ファイルの種類を限定するために追記した部分の解説をしていくよ。
ポイントとなるコードの解説
If ExtensionName = “.xlsx” Then
上記のIf文による判定式をFor Each SampleFile In TargetFolder.Files ~ Next SampleFileの中に追記します。これにより変数「ExtensionName」に代入された拡張子名が”.xlsx”であるファイルのみがファイル名を変更する対象となります。
コメントアウトにも記載していますが、ワードファイル(.docx)やテキスト(.txt)、画像ファイル(.jpg、.png、.bmp)などの拡張子名に変更すれば、指定したファイルの名前を変更するマクロに応用が可能です。また、判定式の”=”を”<>”に変更すればエクセルファイル以外を対象にファイル名の変更をする内容に変わります。
※拡張子名はウィンドウズの設定で表示有無の切替が可能です。ファイル名を変えたいファイルの拡張子がわからない場合は、ファイルのプロパティで確認するか表示の切替を実行してください。

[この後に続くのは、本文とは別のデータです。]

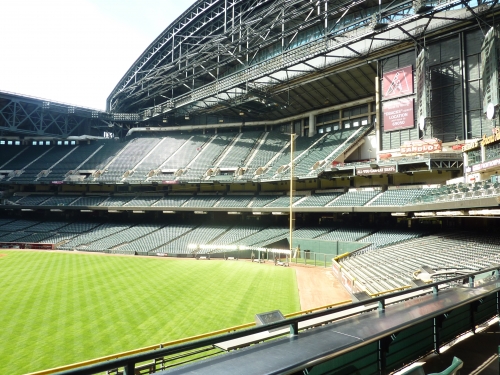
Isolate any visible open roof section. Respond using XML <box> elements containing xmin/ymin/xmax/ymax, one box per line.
<box><xmin>107</xmin><ymin>0</ymin><xmax>495</xmax><ymax>124</ymax></box>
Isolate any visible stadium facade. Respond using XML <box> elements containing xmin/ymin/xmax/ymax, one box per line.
<box><xmin>2</xmin><ymin>0</ymin><xmax>500</xmax><ymax>374</ymax></box>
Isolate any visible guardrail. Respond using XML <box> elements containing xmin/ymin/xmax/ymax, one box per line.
<box><xmin>27</xmin><ymin>266</ymin><xmax>500</xmax><ymax>375</ymax></box>
<box><xmin>27</xmin><ymin>300</ymin><xmax>351</xmax><ymax>375</ymax></box>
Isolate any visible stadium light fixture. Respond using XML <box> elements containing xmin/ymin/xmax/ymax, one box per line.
<box><xmin>414</xmin><ymin>211</ymin><xmax>436</xmax><ymax>217</ymax></box>
<box><xmin>436</xmin><ymin>210</ymin><xmax>466</xmax><ymax>216</ymax></box>
<box><xmin>469</xmin><ymin>209</ymin><xmax>500</xmax><ymax>216</ymax></box>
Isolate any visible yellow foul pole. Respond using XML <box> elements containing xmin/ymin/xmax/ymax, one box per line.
<box><xmin>289</xmin><ymin>132</ymin><xmax>294</xmax><ymax>257</ymax></box>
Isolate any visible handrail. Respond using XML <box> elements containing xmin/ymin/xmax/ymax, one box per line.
<box><xmin>29</xmin><ymin>266</ymin><xmax>499</xmax><ymax>375</ymax></box>
<box><xmin>369</xmin><ymin>285</ymin><xmax>412</xmax><ymax>297</ymax></box>
<box><xmin>27</xmin><ymin>300</ymin><xmax>352</xmax><ymax>375</ymax></box>
<box><xmin>333</xmin><ymin>252</ymin><xmax>350</xmax><ymax>261</ymax></box>
<box><xmin>284</xmin><ymin>299</ymin><xmax>352</xmax><ymax>317</ymax></box>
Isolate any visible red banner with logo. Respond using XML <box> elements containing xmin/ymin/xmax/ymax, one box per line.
<box><xmin>382</xmin><ymin>66</ymin><xmax>414</xmax><ymax>98</ymax></box>
<box><xmin>383</xmin><ymin>98</ymin><xmax>415</xmax><ymax>132</ymax></box>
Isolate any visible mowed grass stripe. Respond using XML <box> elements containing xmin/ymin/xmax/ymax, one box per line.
<box><xmin>0</xmin><ymin>251</ymin><xmax>299</xmax><ymax>375</ymax></box>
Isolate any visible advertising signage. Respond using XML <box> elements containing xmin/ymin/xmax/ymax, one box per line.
<box><xmin>383</xmin><ymin>98</ymin><xmax>415</xmax><ymax>132</ymax></box>
<box><xmin>466</xmin><ymin>157</ymin><xmax>500</xmax><ymax>173</ymax></box>
<box><xmin>382</xmin><ymin>66</ymin><xmax>414</xmax><ymax>99</ymax></box>
<box><xmin>400</xmin><ymin>139</ymin><xmax>442</xmax><ymax>154</ymax></box>
<box><xmin>356</xmin><ymin>165</ymin><xmax>397</xmax><ymax>175</ymax></box>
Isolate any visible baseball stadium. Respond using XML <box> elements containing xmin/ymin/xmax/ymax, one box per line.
<box><xmin>1</xmin><ymin>0</ymin><xmax>500</xmax><ymax>374</ymax></box>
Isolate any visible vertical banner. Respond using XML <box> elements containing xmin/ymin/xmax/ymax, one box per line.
<box><xmin>481</xmin><ymin>27</ymin><xmax>499</xmax><ymax>114</ymax></box>
<box><xmin>382</xmin><ymin>66</ymin><xmax>413</xmax><ymax>99</ymax></box>
<box><xmin>415</xmin><ymin>50</ymin><xmax>429</xmax><ymax>131</ymax></box>
<box><xmin>383</xmin><ymin>98</ymin><xmax>415</xmax><ymax>131</ymax></box>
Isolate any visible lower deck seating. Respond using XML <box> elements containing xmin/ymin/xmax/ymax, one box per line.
<box><xmin>155</xmin><ymin>225</ymin><xmax>227</xmax><ymax>254</ymax></box>
<box><xmin>328</xmin><ymin>190</ymin><xmax>380</xmax><ymax>206</ymax></box>
<box><xmin>119</xmin><ymin>224</ymin><xmax>196</xmax><ymax>253</ymax></box>
<box><xmin>339</xmin><ymin>232</ymin><xmax>500</xmax><ymax>295</ymax></box>
<box><xmin>59</xmin><ymin>223</ymin><xmax>132</xmax><ymax>250</ymax></box>
<box><xmin>316</xmin><ymin>228</ymin><xmax>372</xmax><ymax>242</ymax></box>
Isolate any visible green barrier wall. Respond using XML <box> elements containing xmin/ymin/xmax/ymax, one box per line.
<box><xmin>294</xmin><ymin>239</ymin><xmax>368</xmax><ymax>256</ymax></box>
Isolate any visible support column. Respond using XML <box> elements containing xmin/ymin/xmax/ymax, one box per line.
<box><xmin>308</xmin><ymin>112</ymin><xmax>315</xmax><ymax>137</ymax></box>
<box><xmin>123</xmin><ymin>363</ymin><xmax>135</xmax><ymax>375</ymax></box>
<box><xmin>375</xmin><ymin>75</ymin><xmax>382</xmax><ymax>158</ymax></box>
<box><xmin>433</xmin><ymin>317</ymin><xmax>441</xmax><ymax>354</ymax></box>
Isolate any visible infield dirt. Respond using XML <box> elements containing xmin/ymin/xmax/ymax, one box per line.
<box><xmin>293</xmin><ymin>265</ymin><xmax>351</xmax><ymax>310</ymax></box>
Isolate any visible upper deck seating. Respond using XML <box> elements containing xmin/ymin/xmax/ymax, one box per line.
<box><xmin>126</xmin><ymin>135</ymin><xmax>190</xmax><ymax>183</ymax></box>
<box><xmin>0</xmin><ymin>145</ymin><xmax>30</xmax><ymax>168</ymax></box>
<box><xmin>95</xmin><ymin>138</ymin><xmax>162</xmax><ymax>182</ymax></box>
<box><xmin>217</xmin><ymin>131</ymin><xmax>262</xmax><ymax>169</ymax></box>
<box><xmin>1</xmin><ymin>146</ymin><xmax>49</xmax><ymax>173</ymax></box>
<box><xmin>38</xmin><ymin>143</ymin><xmax>102</xmax><ymax>182</ymax></box>
<box><xmin>178</xmin><ymin>134</ymin><xmax>233</xmax><ymax>181</ymax></box>
<box><xmin>150</xmin><ymin>135</ymin><xmax>209</xmax><ymax>181</ymax></box>
<box><xmin>243</xmin><ymin>132</ymin><xmax>290</xmax><ymax>177</ymax></box>
<box><xmin>258</xmin><ymin>135</ymin><xmax>322</xmax><ymax>180</ymax></box>
<box><xmin>9</xmin><ymin>146</ymin><xmax>77</xmax><ymax>183</ymax></box>
<box><xmin>74</xmin><ymin>140</ymin><xmax>125</xmax><ymax>178</ymax></box>
<box><xmin>293</xmin><ymin>128</ymin><xmax>361</xmax><ymax>178</ymax></box>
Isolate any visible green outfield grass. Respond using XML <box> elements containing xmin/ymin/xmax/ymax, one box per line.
<box><xmin>0</xmin><ymin>250</ymin><xmax>300</xmax><ymax>375</ymax></box>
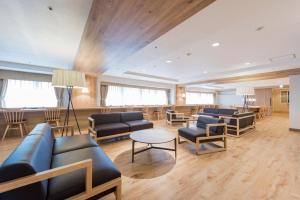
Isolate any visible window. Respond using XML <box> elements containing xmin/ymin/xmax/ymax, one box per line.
<box><xmin>106</xmin><ymin>85</ymin><xmax>168</xmax><ymax>106</ymax></box>
<box><xmin>280</xmin><ymin>90</ymin><xmax>289</xmax><ymax>103</ymax></box>
<box><xmin>186</xmin><ymin>92</ymin><xmax>214</xmax><ymax>104</ymax></box>
<box><xmin>4</xmin><ymin>79</ymin><xmax>57</xmax><ymax>108</ymax></box>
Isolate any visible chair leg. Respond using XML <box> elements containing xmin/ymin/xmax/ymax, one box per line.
<box><xmin>2</xmin><ymin>125</ymin><xmax>10</xmax><ymax>141</ymax></box>
<box><xmin>22</xmin><ymin>123</ymin><xmax>28</xmax><ymax>134</ymax></box>
<box><xmin>195</xmin><ymin>140</ymin><xmax>200</xmax><ymax>155</ymax></box>
<box><xmin>115</xmin><ymin>181</ymin><xmax>122</xmax><ymax>200</ymax></box>
<box><xmin>19</xmin><ymin>124</ymin><xmax>24</xmax><ymax>138</ymax></box>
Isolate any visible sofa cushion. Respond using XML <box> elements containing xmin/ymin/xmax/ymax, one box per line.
<box><xmin>95</xmin><ymin>123</ymin><xmax>129</xmax><ymax>137</ymax></box>
<box><xmin>125</xmin><ymin>120</ymin><xmax>153</xmax><ymax>131</ymax></box>
<box><xmin>218</xmin><ymin>109</ymin><xmax>237</xmax><ymax>116</ymax></box>
<box><xmin>196</xmin><ymin>116</ymin><xmax>224</xmax><ymax>134</ymax></box>
<box><xmin>48</xmin><ymin>147</ymin><xmax>121</xmax><ymax>200</ymax></box>
<box><xmin>91</xmin><ymin>113</ymin><xmax>121</xmax><ymax>125</ymax></box>
<box><xmin>203</xmin><ymin>108</ymin><xmax>218</xmax><ymax>114</ymax></box>
<box><xmin>53</xmin><ymin>135</ymin><xmax>98</xmax><ymax>155</ymax></box>
<box><xmin>120</xmin><ymin>112</ymin><xmax>144</xmax><ymax>122</ymax></box>
<box><xmin>0</xmin><ymin>124</ymin><xmax>53</xmax><ymax>200</ymax></box>
<box><xmin>178</xmin><ymin>127</ymin><xmax>206</xmax><ymax>142</ymax></box>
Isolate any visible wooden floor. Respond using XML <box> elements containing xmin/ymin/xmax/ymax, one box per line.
<box><xmin>1</xmin><ymin>113</ymin><xmax>300</xmax><ymax>200</ymax></box>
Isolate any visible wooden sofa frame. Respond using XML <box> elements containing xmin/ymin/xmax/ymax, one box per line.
<box><xmin>0</xmin><ymin>126</ymin><xmax>122</xmax><ymax>200</ymax></box>
<box><xmin>178</xmin><ymin>120</ymin><xmax>227</xmax><ymax>155</ymax></box>
<box><xmin>219</xmin><ymin>114</ymin><xmax>256</xmax><ymax>137</ymax></box>
<box><xmin>166</xmin><ymin>111</ymin><xmax>189</xmax><ymax>126</ymax></box>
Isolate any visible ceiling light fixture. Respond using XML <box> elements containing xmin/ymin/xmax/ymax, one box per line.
<box><xmin>245</xmin><ymin>62</ymin><xmax>251</xmax><ymax>65</ymax></box>
<box><xmin>166</xmin><ymin>60</ymin><xmax>172</xmax><ymax>64</ymax></box>
<box><xmin>279</xmin><ymin>84</ymin><xmax>284</xmax><ymax>88</ymax></box>
<box><xmin>203</xmin><ymin>70</ymin><xmax>208</xmax><ymax>74</ymax></box>
<box><xmin>212</xmin><ymin>42</ymin><xmax>220</xmax><ymax>47</ymax></box>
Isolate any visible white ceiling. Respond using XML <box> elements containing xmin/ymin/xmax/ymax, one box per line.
<box><xmin>0</xmin><ymin>0</ymin><xmax>92</xmax><ymax>72</ymax></box>
<box><xmin>190</xmin><ymin>77</ymin><xmax>290</xmax><ymax>90</ymax></box>
<box><xmin>104</xmin><ymin>0</ymin><xmax>300</xmax><ymax>85</ymax></box>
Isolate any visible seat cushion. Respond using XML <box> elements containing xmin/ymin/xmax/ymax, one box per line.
<box><xmin>90</xmin><ymin>113</ymin><xmax>121</xmax><ymax>125</ymax></box>
<box><xmin>95</xmin><ymin>123</ymin><xmax>129</xmax><ymax>137</ymax></box>
<box><xmin>48</xmin><ymin>147</ymin><xmax>121</xmax><ymax>200</ymax></box>
<box><xmin>203</xmin><ymin>108</ymin><xmax>218</xmax><ymax>114</ymax></box>
<box><xmin>218</xmin><ymin>109</ymin><xmax>237</xmax><ymax>116</ymax></box>
<box><xmin>53</xmin><ymin>135</ymin><xmax>98</xmax><ymax>155</ymax></box>
<box><xmin>120</xmin><ymin>112</ymin><xmax>144</xmax><ymax>122</ymax></box>
<box><xmin>178</xmin><ymin>127</ymin><xmax>206</xmax><ymax>142</ymax></box>
<box><xmin>125</xmin><ymin>120</ymin><xmax>153</xmax><ymax>131</ymax></box>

これで特定のファイルだけの名前をまとめて変更することもできるね。
フォルダの名前を変更する方法は?
この記事ではファイルシステムオブジェクト(FileSystemObject)を使ってファイルの名前を変更するマクロを紹介しました。ここで利用したファイルシステムオブジェクトを使えばファイル名と同じくフォルダ名を変更するマクロが作れます。
フォルダ名を変更するマクロについてはこちらの記事をご確認ください。
マクロでファイル名を変更するメリット
この記事ではファイルシステムオブジェクト(FileSystemObject)を利用したマクロをつかって、ファイル名を変更する方法をお伝えしました。
さいごにファイル名の変更をマクロで実行するメリットは以下のとおりです。
多数のファイルの名前を変更(リネーム)するための作業時間を減らせる
多数のファイルの名前を変更(リネーム)するための作業負担を減らせる
ファイルの名前を変更(リネーム)をするときのファイル名の入力誤りを防止できる
多数のファイルの名前を変更(リネーム)をするときに命名規則を守りやすい
特定のファイルに限定した名前の変更(リネーム)が実行しやすい
1度マクロを作ってしまえば少しの変更でくり返し使えるのも良いよね。